The Roth IRA, created by Congress in 1997, resulted from “a conscious, contemptible manipulation of the budget rules.”
– John Buckley, former chief of staff for the Joint Committee on Taxation and former chief tax counsel, Committee on Ways and Means
What was true then is truer now. Roths have become a bipartisan affliction: They came in under President Bill Clinton, but Presidents George W. Bush and Barack Obama have added their own wrinkles. Thanks to all three, nobody has to go to the Cayman Islands to find a tax shelter; all they have to do is get their money into a Roth. Legislators continually dream up more ways to make it happen. Even the Internal Revenue Service (IRS) has become an enabler, issuing a ruling that creates one more route to a federally sanctioned tax haven.
On to that “conscious, contemptible manipulation of the budget rules.” What’s it about, and why are Democrats and Republicans alike only too happy to do it? It’s simple: All the money that goes into Roths is post-tax, not pre-tax, so the revenues from the accounts show up immediately. What don’t show up (but what start piling up from the beginning) are the deficits that Roths create. Fudging the numbers with upfront revenue can make budgets look good, but it’s all smoke and mirrors. The taxes on contributions are the only revenue that Roths will ever raise. Unlike other retirement accounts, Roths pay no taxes on capital gains; unlike other accounts, they will never pay back Uncle Sam for their tax-free growth.
Len Burman is the director of the nonpartisan Tax Policy Center in Washington, DC. He’s called Roth accounts a numbers game, “bringing in more now, but giving up much more in the future” via foregone revenues. As he sees it, “‘Passing on more financial problems to our kids is really irresponsible. We’re leaving them a weak budget situation to begin with. Cutting off a major source of revenue [taxes on retirement account capital gains] makes no sense.'”
None at all, and the accounts are inherently unfair as well.
Compare Roths to regular IRAs, 401(k)s, 403(b)s and all other retirement accounts. All except Roths ultimately pay tax both on contributions and capital gains. Roths pay no taxes on gains. All accounts except Roths require minimum distributions from age 70 and a half onward. It’s possible for Roths to be passed on, undistributed and tax-free, into the 22nd century.

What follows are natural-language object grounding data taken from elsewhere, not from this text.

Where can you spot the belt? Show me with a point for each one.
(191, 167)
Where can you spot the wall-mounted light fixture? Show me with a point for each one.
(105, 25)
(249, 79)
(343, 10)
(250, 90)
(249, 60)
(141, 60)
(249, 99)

In addition, the income limit that formerly kept the rich from having Roth accounts at all was removed by President George W. Bush (though the removal didn’t take effect until after he left office). Obama has made Roth moves as well. As part of the “fiscal cliff” deal in 2012, he opened the door to earlier conversions from regular 401(k)s to Roths. His new myRA accounts, set to debut by year’s end, are also Roths.
Taken together, all these steps are costing the Treasury untold amounts every year in lost revenue. The numbers can only grow larger, and add immeasurably to the federal deficit, as the years go by. Here, from an earlier piece, are three simple ways to rein in Roth losses:
Abolish conversions. The largest Treasury losses will come from the largest Roth accounts, i.e., conversions. Congress should call a halt to Roth conversions. At a minimum, it should restore the $100,000 gross income ceiling that kept Roth conversions out of the hands of the rich.
End Roth startups. Other retirement plans are genuine two-way bargains: Savers enjoy tax advantages, but repay the country via taxable distributions. Roths eat away at the United States’ fiscal future, taking ever-bigger bites as more accounts come on-stream. The second reform, just as important as the first, is to stop opening new Roth IRAs.
Require distributions. Minimum distribution requirements – standard on all other retirement plans – have never applied to Roths. Accounts created under the “fiscal cliff” agreement were set to require distributions, and Congress should extend the rule to all Roths. Tax-free payouts could pump extra money into the economy, and give governments at all levels a chance to recoup at least some of their lost revenues.
Roth accounts were a deception from the start, and everybody knew it. It’s time for the elephants and the donkeys to do the right thing: to hit the brakes on the Roth blunder.